Deeply figured wood—which represents an aberration in the growth of a tree—that’s figured enough to be deemed presentation-quality is found in less than two percent of all maple and will fetch hundreds of dollars per blank.
Why did the classic-rock guitarist cross the road? Answer: Because someone told him Jimmy Page did. And so, the modern age of the flame-maple-topped guitar was born. Figured maple (aka curly, flamed, quilted, or fiddleback maple) that had once been deemed too fancy for rock became the new gold standard for super-double-deluxe instruments. The era of boring walnut-finished Gretsch Country Gents, loafer-brown Firebirds, and SGs in morbid maroon was over. Suddenly, the coolest of kids were the cherry sunburst wow-topped instruments.
Well, at least that was the case at the top of the 6-string food chain. Every guitar shape and configuration was fair game for the transformative addition of choice, figured woods. A Stratocaster with a quilted-maple body? Bring it on. How about a Flying V with a chevron-flame top? Dean me, baby! Figured hardwood was like hot sauce: It raised the temperature and made everything better. And it also rendered guitars more expensive.
Anyone who has bought plain, maple lumber will have noticed that, every now and then, a few pieces will have a little curl or quilt figure in them. That’s because it’s an aberration in the growth of a tree—not a different species. As far as I know, you can’t just plant a field full of figured-maple trees (although I’m sure someone is trying). You’ve got to sort through the plain chaff to find the good stuff. And that takes time, which means money. It’s the scarcity that makes it costly, and the delicious, visual depth that makes it coveted.
Furniture makers have, of course, been adorning pricey tables, chairs, armoires, and bureaus with figured woods since there were castles to furnish. It follows that a top-of-the-line lute or violin should feature a sick piece of lavish hardwood, too. And hundreds of years later, the same principles and esthetics were passed down to guitar building.
Wood dealers follow a set of terms to describe and grade lumber for customers. This helps selection and facilitates pricing. The National Hardwood Lumber Association outlines wood attributes in their 100-plus-page rulebook so a builder can compare lumber in an apples-to-apples manner when buying from multiple sources. Most of the rules are for grading the face of boards for cleanness—which is the absence of defects like knots and wormholes—as well as the consistency of grain orientation. There’s not enough space here to go into all the specifics, but it’s interesting to note there are no guidelines for determining the amount of figure.
For the most part, decorative- or figured-wood grading is a bit like the Wild West, with each vendor (and therefore builder) making determinations on his or her own without oversight. Typically, the figured woods are identified with letters: A, AA, AAA, and AAAA represent the quality level from lowest to highest. In this case, quality refers to the depth and consistency of the figure. Recently, however, there have been attempts to reconfigure marketing strategy by inventing “Five A” (AAAAA), as if a new stratum of the species had been discovered. Believe me, nature hasn’t heard this news yet.

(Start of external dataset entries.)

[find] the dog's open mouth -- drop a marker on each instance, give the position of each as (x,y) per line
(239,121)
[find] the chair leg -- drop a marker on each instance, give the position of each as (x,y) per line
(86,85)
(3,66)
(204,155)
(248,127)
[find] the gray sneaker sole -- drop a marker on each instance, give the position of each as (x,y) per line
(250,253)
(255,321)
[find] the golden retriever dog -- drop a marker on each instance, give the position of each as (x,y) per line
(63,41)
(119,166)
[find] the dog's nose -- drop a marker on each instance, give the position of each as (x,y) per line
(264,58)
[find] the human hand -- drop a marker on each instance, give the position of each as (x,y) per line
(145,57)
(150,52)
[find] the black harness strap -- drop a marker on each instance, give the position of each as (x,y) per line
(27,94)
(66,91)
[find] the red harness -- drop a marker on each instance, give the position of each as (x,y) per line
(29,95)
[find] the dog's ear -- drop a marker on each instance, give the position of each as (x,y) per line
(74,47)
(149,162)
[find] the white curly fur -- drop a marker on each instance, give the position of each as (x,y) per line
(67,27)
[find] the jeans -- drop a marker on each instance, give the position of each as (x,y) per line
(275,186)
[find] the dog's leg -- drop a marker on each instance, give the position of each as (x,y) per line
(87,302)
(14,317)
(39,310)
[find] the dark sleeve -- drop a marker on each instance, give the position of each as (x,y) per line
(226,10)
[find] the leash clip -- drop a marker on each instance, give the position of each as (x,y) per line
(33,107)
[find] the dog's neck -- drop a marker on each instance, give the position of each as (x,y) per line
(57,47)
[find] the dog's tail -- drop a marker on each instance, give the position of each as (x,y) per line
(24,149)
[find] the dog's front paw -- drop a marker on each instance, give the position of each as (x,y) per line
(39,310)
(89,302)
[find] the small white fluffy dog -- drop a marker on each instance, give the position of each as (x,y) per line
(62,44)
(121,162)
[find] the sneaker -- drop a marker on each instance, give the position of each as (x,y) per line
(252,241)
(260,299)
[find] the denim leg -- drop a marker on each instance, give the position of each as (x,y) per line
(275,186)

Another ploy is to use terms outside the norm such as “10-Top” or “Master Grade.” I’ll cop to being part of this whole arms-race escalation and obfuscation, but what’s a guy to do? In our defense, builders are hard-pressed to lure customers with worn-out and boring descriptions from another era. Like you, we’re just trying to put food on the table for our families.
Do I think that figured tops are finished? Hardly. There is always change afoot, and there will always be a place for a new twist on an old concept.